Além da experiência de Porto Alegre, a década de 90 é marcada pela intensificação do processo de formação e organização de diferentes espaços institucionais de participação e de controle social, entre eles os conselhos municipais e os fóruns. Esses espaços surgem como possíveis instâncias legítimas de representação de interesses da sociedade civil e de descentralização dos processos políticos de tomada de decisões.

A multiplicação de conselhos de gestão das mais diferentes áreas como saúde, educação, segurança, habitação, entre outros, é a representação mais firme da resposta dada pelo poder público às pressões oriundas de determinados segmentos sociais que reivindicavam arenas de interação entre Estado e sociedade, que possibilitassem a expressão dos interesses coletivos, a mediação de conflitos e a construção de consensos.
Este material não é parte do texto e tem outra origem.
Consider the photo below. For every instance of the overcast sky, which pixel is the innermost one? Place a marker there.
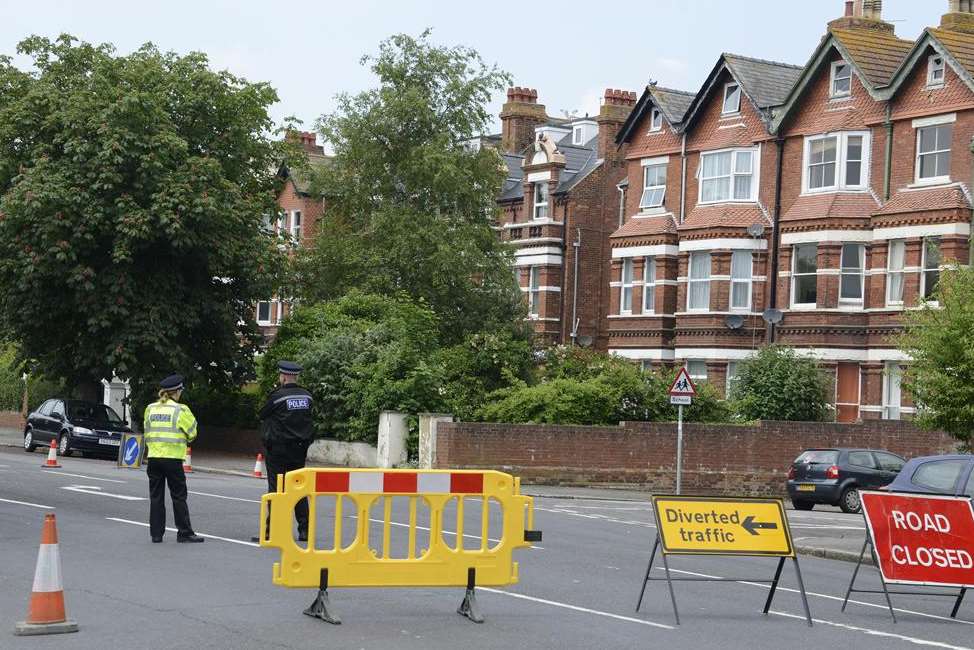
(569, 51)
Nesse movimento, percebemos uma alteração profunda do quadro institucional, que passou a ter a participação social como elemento intrínseco aos processos políticos. Embora a modificação não atingisse todas as áreas e níveis de governo, ela demarcou um contexto de democratização nunca antes vivido pela sociedade brasileira: houve uma inclusão parcial de segmentos da sociedade e o acesso a uma parcela importante do conhecimento deixou de ser privilégio de poucos.
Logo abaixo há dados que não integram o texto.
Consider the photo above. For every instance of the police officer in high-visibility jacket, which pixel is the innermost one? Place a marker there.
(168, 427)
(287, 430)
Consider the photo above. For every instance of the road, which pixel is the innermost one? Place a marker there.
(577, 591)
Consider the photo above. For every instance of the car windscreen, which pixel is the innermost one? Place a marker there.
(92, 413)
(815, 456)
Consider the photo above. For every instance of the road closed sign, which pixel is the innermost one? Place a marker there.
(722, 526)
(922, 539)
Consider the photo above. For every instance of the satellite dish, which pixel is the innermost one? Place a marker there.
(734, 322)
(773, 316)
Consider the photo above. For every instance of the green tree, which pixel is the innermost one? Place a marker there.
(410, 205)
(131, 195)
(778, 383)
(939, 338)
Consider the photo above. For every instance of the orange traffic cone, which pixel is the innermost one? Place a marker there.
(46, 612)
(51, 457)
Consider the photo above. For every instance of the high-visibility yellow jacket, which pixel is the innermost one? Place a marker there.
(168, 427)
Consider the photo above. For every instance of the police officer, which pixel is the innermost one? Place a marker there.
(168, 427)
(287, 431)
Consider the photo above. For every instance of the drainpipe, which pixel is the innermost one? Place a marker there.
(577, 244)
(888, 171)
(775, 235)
A institucionalização da participação social parece ter se consolidado. A análise mais crítica desse processo, no entanto, nos fornece a leitura de que muitos dos canais participativos criados apresentam um caráter contraditório, por reproduzirem internamente estruturas repressivas e excludentes, assemelhando-se àquelas que se estabeleceram historicamente na sociedade brasileira.
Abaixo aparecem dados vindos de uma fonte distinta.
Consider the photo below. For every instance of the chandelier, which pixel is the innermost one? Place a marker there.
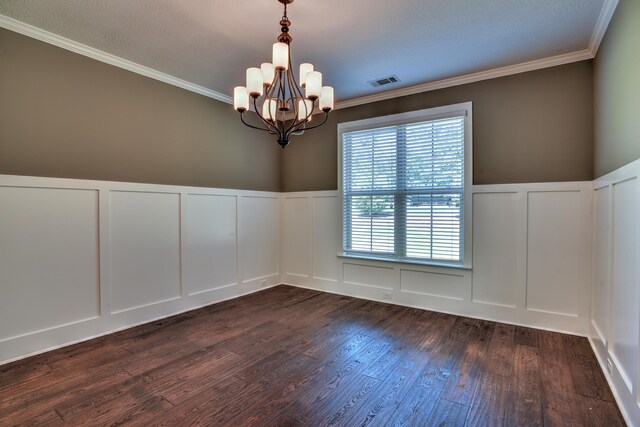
(277, 99)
A participação social aparece, assim, como um conceito-pretexto, que serve de instrumento de manutenção de uma certa lógica de estruturação dos poderes locais e como resposta às novas condicionantes surgidas com o fortalecimento dos movimentos sociais urbanos e suas reivindicações. A multiplicação de conselhos de gestão setoriais esvaziados, sem representatividade e de fraco poder político, bem como conselhos apoderados por certos segmentos hegemônicos (econômica ou politicamente), fazem-nos presumir que o conteúdo básico da participação social, que deveria ser a mudança de cultura democrática para um ambiente de equalização das relações de poder e de construção cidadã da sociedade não vem, efetivamente, sendo perseguido, conforme nos coloca SANTOS JR. (2001):

Mas isso não significa que no plano da política não tenha havido nenhuma integração, mas que essa integração foi, sobretudo, resultado de arranjos clientelistas, que não foram incorporados à ordem institucional e dinâmica democrática. A história social e política do Brasil parece ter deixado marcas e conformado a nossa cultura associativa, caracterizada por uma forte dificuldade em transformar a participação comunitária em participação política, fazendo com que, como lembra José Murilo de Carvalho, “a cidade, a República e a cidadania continuem dissociadas, quando muito perversamente entrelaçadas.” Ainda hoje, apesar do grau de urbanização da sociedade brasileira, temos cidades sem cidadãos plenos. (SANTOS JR., 2001:36)

Neste dilema se enquadra parte considerável do pensamento e da prática do Planejamento Urbano atualmente: na tentativa de fazer uma ponte entre as diversificadas experiências democráticas resultantes do protagonismo da participação, e “a enorme bolha de alienação e indiferença da população em geral” SANTOS JR. (2001:48)

Os planos diretores participativos são uma das representações mais refinadas desse dilema. Por um lado, temos a inserção da participação como elemento essencial ao processo e como resposta às reivindicações dos movimentos sociais urbanos, e por outro, temos esta

mesma participação idealizada, com uma repercussão social restrita ao tornar-se fim em si mesmo. O valor absoluto da participação nega as contradições da sociedade e foge de sua responsabilidade principal de equilibrar as relações de poder no interior da sociedade e nas ações do poder público.